4 thoughts on “The Challenge of Responding to Jihadi Islam”

  1. Debates like that of Durie and Azumah on the relation of Islam to violence are perennial. However, we may find it most helpful to acknowledge that post-imperial nostalgia is the moral and spiritual lens through which many Muslims view both democracy and the world system. Perhaps some formulations of Islam *are* a problem; clearly many Muslims *have* a problem accepting the legitimacy of any order but that which they associate with the militarily triumphant Muslim states of the past.

  2. A Response to John Azumah

    John Azumah has taken another bite of the apple by releasing a second response to my Lapido Media article “‘Three Choices’ and the bitter harvest of denial”. His earlier response has now been re-issued, in edited form, with Fulcrum.

    I can refer Fulcrum’s readers to my previous rejoinder to Azumah: “Complexity, Truth and the Islamic State: a response to John Azumah and Colin Chapman.”

    In respect of Azumah’s new material for Fulcrum I would make the following observations:

    I did not say that the conditions of the dhimma “always” applied to Christians living under Islamic rule. My point was subtly different, namely that coexistence after Islamic conquest was “always regulated by the conditions of the dhimma”. By this I did not mean to imply that dhimma laws were consistently or uniformly applied to Christians at all times and in all places: my point was that the dhimma conditions and worldview, however implemented, framed and shaped the patterns of coexistence of Muslims and their conquered subjects.

    John Azumah emphasises that groups like the Islamic State, Al-Qa’ida and Boko Haram trace their theology to the Hanbali madhab (Sunni school of law), which, he points out, is followed by only a minority of Muslims today. He insinuates that other schools – representing the majority of Muslims – have different rules concerning jihad and the treatment of conquered non-Muslim subjects. This is misleading on several counts. First, although it is true that Hanbali jurist Ibn Taymiyya has been influential among Salafi groups, his student Ibn Kathir, who has been almost as influential, was Shafa’i. Terrorists today follow all four of the main madhabs: Al-Shabab are Shafa’i, the Taliban were Hanafi, and Gadhafi, a long-term sponsor of terrorism, governed according to Maliki jurisprudence. In any case the rules for the treatment of non-Muslims during and after conquest are basically the same in all four schools: for example it is permissible to kill male captives of war in all the schools of Sunni jurisprudence.
    I would be most intrigued to know if Azumah can provide even a single illustration of how the actions of terrorist groups faithfully follow Hanbali jurisprudence IN CONTRAST TO all the other three schools.
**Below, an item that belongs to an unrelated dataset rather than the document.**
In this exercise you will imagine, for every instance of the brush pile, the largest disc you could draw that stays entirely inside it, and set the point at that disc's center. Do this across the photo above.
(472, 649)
    Azumah’s main criticism of what I have written is that I claim that groups like the Islamic State have the ‘correct’ understanding of Islam as delivered by Muhammad. This not my belief. My point rather is that they claim – vigorously – to base their views on the essentials of Islam as delivered by Muhammad.

    Azumah’s solution is to argue that such groups do not have a true understanding of Islam as it has existed historically, and the correct response to jihadi terrorism is to inform Muslims of the correct understanding of their religion. This is patronising. It is also an argument which is presented at a highly abstract level. For example, John Azumah does not present any evidence that the sale of captive women by the Islamic State is against the precedents set by Muhammad or rejected by any school of Islamic jurisprudence. I submit that the reason he has not done this is because he cannot.

    Finally John Azumah seems to consider that as a ‘good protestant’ I must be some kind of fundamentalist, and consequently I interpret Islam through that prism. I have already rejected and refuted this simplistic view (see link to my rejoinder above), but it seems John Azumah is not listening.

    And yes, I do believe that Islam itself is the problem.